Há um fato curioso, que
prova a indulgência com que os eclesiásticos olhavam, naquele tempo, até para
os dramas profanos; fato que se lê na história de Segovia, de Colmenares: na
ocasião da grande festividade da abertura da catedral daquela cidade, a
companhia de Lope de Rueda representou em um tablado, ereto no meio da igreja,
depois de vésperas solenes, una
gostosa comédia. O próprio Lope, morrendo em Córdova no ano de 1567, foi
ali enterrado com grande pompa, no coro da catedral.
Por este tempo (1561) a
corte espanhola, que até então tinha andado vagueando pelas capitais das
diferentes províncias, fez assento fixo em Madrid, circunstância que foi
favorável para a arte dramática, porque dela nasceu o haver um teatro fixo. Documentos
autênticos provam que um ano depois da morte de Lope de Rueda havia teatros em
Madrid. Existiam então, tanto na capital como nas províncias, várias companhias
de atores, distintas umas das outras por nomes extravagantes e burlescos, e tão
numerosas, que um escritor moderno espanhol as distingue em oito espécies
diferentes.
Os progressos materiais
acompanharam daí avante os literários e morais. Por 1570 estabeleceram-se os
dois teatros de la cruz e del
príncipe, que ainda existem, e alguns engenhos sumos começaram a trabalhar
em composições dramáticas, o que até então se tinha deixado aos diretores das
companhias ambulantes. Cervantes, tendo chegado do seu cativeiro de Argel, foi
um dos primeiros que encetaram esta carreira; mas, apesar dos seus muitos
méritos como escritor dramático, era mais inclinado ao gênero narrativo, o que
não se compadecia, por certo, com o estilo próprio do drama.
Enquanto o autor de
D. Quixote escrevia em
Madrid, João de la Cueva fazia representar alguns dramas no teatro de Sevilha,
reduzindo a quatro o número de atos ou jornadas, que até então eram cinco ou
seis. A representação de cada noite constava da peça principal, e, além disso,
de três entremeses e um baile. Também Valência, que nas artes e boas letras era
a rival de Sevilha, deu alguns passos na carreira dramática. Foi um poeta
valenciano Cristóvão de Virues, que ainda reduziu o número de atos a que se
limitaram daí avante todos os escritores dramáticos espanhóis. Até então o
drama, segundo o engraçado conceito de Lope de Vega, tinha andado com as mãos
pelo chão (a quatro pés) como uma criança, porque estava na idade infantil.
A pompa cênica do teatro
espanhol tinha já feito grandes progressos. Rojas diz que no tempo de Lope de
Rueda toda a vestiaria e mais aprestos de qualquer companhia dramática se podia
carregar às costas de uma aranha, mas que no tempo de Cueva e Virues as atrizes
representavam os seus papéis com vestuários de seda e veludo, e com fios de
pérolas e cadeias de ouro; que nos entremeses se cantavam tercetos e quartetos;
e que até apareciam no tablado cavalos, quando assim era necessário para ser
completa a ilusão.
Digno é de notar-se que já
no século XVI se acha em Espanha travada a guerra entre os escritores
dramáticos, que pugnavam pela sua liberdade, e os críticos, que os queriam
sujeitar aos preceitos de Aristóteles. Era assim que enquanto o retórico Pinciano clamava que
respeitassem as três unidades, de que nenhum caso se fazia, João de la Cueva
tomava despejadamente a seu cargo defender as liberdades dramáticas no
seu Exemplar Poético. Pugnava
por elas porque eram o fruto de uma série de séculos que tinham abolido todos
os antigos costumes; — porque eram mais favoráveis aos voos atrevidos da
imaginação; — e porque, enfim, eram o mais adaptado meio de agradar ao público.
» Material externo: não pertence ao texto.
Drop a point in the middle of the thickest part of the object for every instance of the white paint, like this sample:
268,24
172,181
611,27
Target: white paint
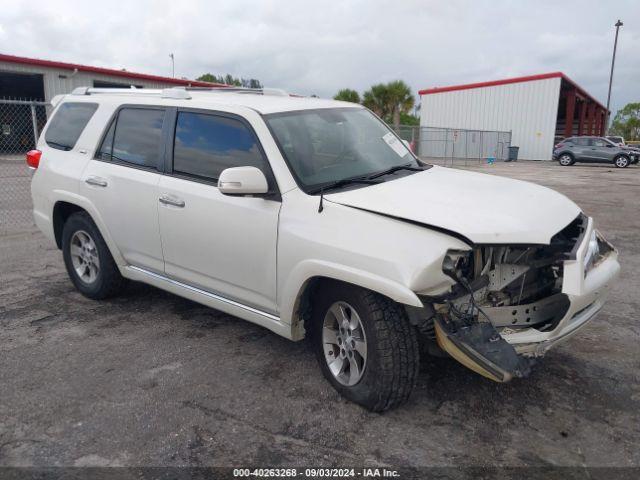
253,257
527,109
483,208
Mas, apresentando tão judiciosa opinião, estabelecia máximas para regular as
composições dramáticas, tais que serão sempre aprovadas pelo bom juízo e bom
gosto, posto que os seus compatriotas nem destas mesmas fizeram caso, no seu ardor
contra toda a casta de restrições literárias.
Este desregrado fervor de
imaginação era o resultado necessário das particulares circunstâncias que por
muitos séculos tinham concorrido para formar o caráter nacional em Espanha.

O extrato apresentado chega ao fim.